April Reminders for Yard and Garden

APRIL REMINDERS

FOR

YARD AND GARDEN

When April comes, she rarely plays any practical jokes. Unlike this year’s  prankster March with its false-alarm spring days, April holds real promise of long term good weather.  With this kind of guarantee, we can (and should) get many projects started this month.  Here’s a list of reminders.

Vegetables:  Starting now: plant seeds of beet, carrot, chard, herbs, kale, kohlrabi, leaf lettuce, mustard, onion, parsnip, pea, radish, rutabaga, spinach and turnip.  The following are best set out as started plants after April 15: asparagus (crowns), broccoli, Brussels sprouts, cabbage, cauliflower, Chinese cabbage, herbs, horseradish (root), parsley, white potato (tuber) and rhubarb (root).

This list may seem simple enough, but it is always good practice to know the specific  details of planting and care each vegetable type being planted and harvested.  There is very good information that can be downloaded.  In the case of vegetable gardening books, most all of which are very usefull,  I like   *Week by Week Vegetable Gardener’s Handbook”  by Ron and  Jennifer  Kujawski.  And “Veggie Gardener’s  Answer Book “  by  Barbara, Ellis.

Being or becoming a successful vegetable gardener brings a sense of achievement  and confidence.  After all, that’s what State Fairs are all about … formal recognition of a job well done.  For all gardeners who want to be winners (either just at home or at the Fair),  I recommend either and/or both of the two books listed above…

as well as any one of the comprehensive ‘garden’ guides created by several University

Cooperative Extension offices, such as those of Kansas, Illinois, and other states.,

Lawns:  Mow the lawn but avoid cutting it short.  Take off only one third of its height.  If more is cut off, the root system is weakened.  All the first flush of new grass blade growth has depleted much of the food reserves in the roots.  When new grass is cut very short, there is too little grass blade left to synthesize enough foods for continued vigor of the roots.

Apply fertilizer any time, preferably using the slow-release types containing urea-derived nitrogen.  If crabgrass has been a problem in previous years in you lawn, then use of a fertilizer  with crabgrass-preventer herbicide  is appropriate now.  Wait until May before applying any herbicide for control of broadleaf weeds.

Roses: Plant roses and also any other kind of shrub.  About mid April remove any winter protection you may have had on established roses.  Fertilize them, and prune them if necessary to cut off dead tips or twigs.  However,  this past winter has been so mild that all my roses have leafed out already, even those tips that were not protected by the winter mulch.

Evergreens:  Prune shrubs such as yews and junipers but not pines or other evergreen trees.

Small Fruits and Fruit Trees: Set out strawberry and raspberry plants in the last two weeks of the month.  Fertilize and mulch established beds.

Fertilize fruit trees when the buds begin to swell.  Use 10-10-10 fertilizer, broadcasting it in a circular band starting about one foot out from the trunk and extending out to the spread of the branches,  Use ¼ to ½ pound of fertilizer per year of tree age (maximum of ten pounds per tree)

If trees were pruned this February or March, then omit the fertilizing or do so very lightly.  Pruning and fertilizing both stimulate growth of leaves and twigs and can inhibit flowering.  Too much vegetative growth, either from too much fertilizer or from a combination of fertilizing and pruning, is to be avoided in fruit trees.

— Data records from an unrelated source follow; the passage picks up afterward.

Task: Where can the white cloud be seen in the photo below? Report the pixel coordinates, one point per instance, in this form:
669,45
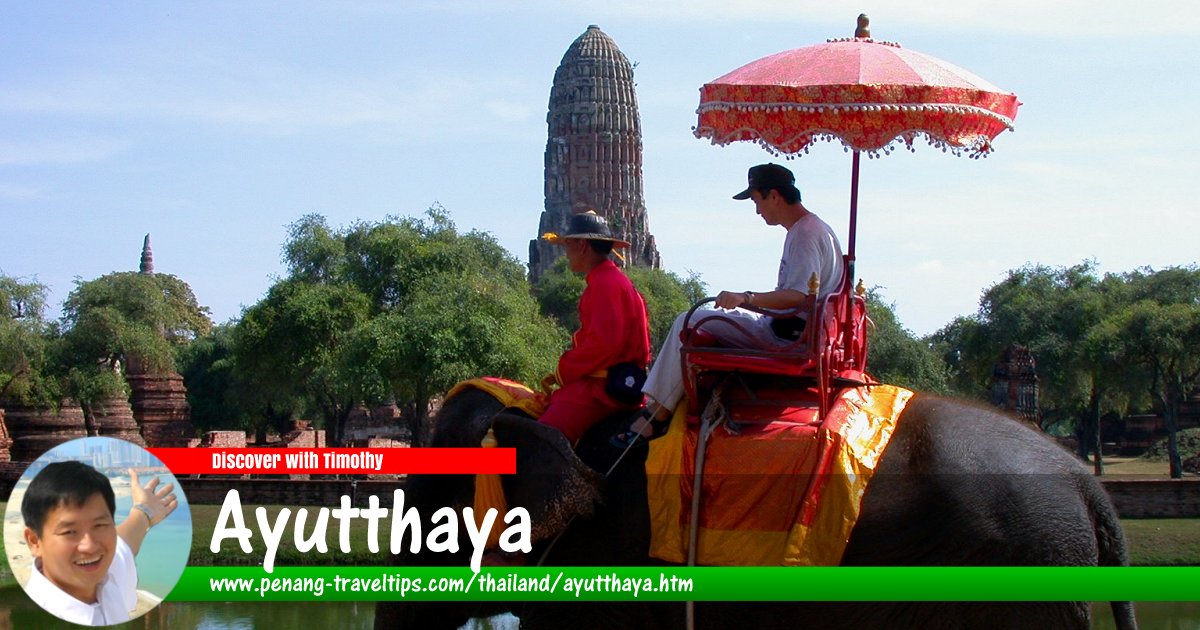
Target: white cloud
15,192
1063,18
58,151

Prune peach and nectarine trees just before flower buds open.  Other fruit trees should have been pruned earlier.

Shade and Ornamental Trees:  Now is the best season to plant dogwood, magnolia, birch, tulip tree (Liriodendron) and Japanese maple.  All these have root systems which ‘take hold’ better in spring than fall.  All other kinds of trees can be planted now.  Be prepared to water regularly and adequately all summer (even if it rains).  Ample water is the one most vital element to provide any newly planted tree or shrub … and not for just its first year … but for two years.

This is a busy month.  Nature is right on schedule, as usual.  Anything we do now will be making the most of all the opportunities we’ve so looked forward to all these winter months.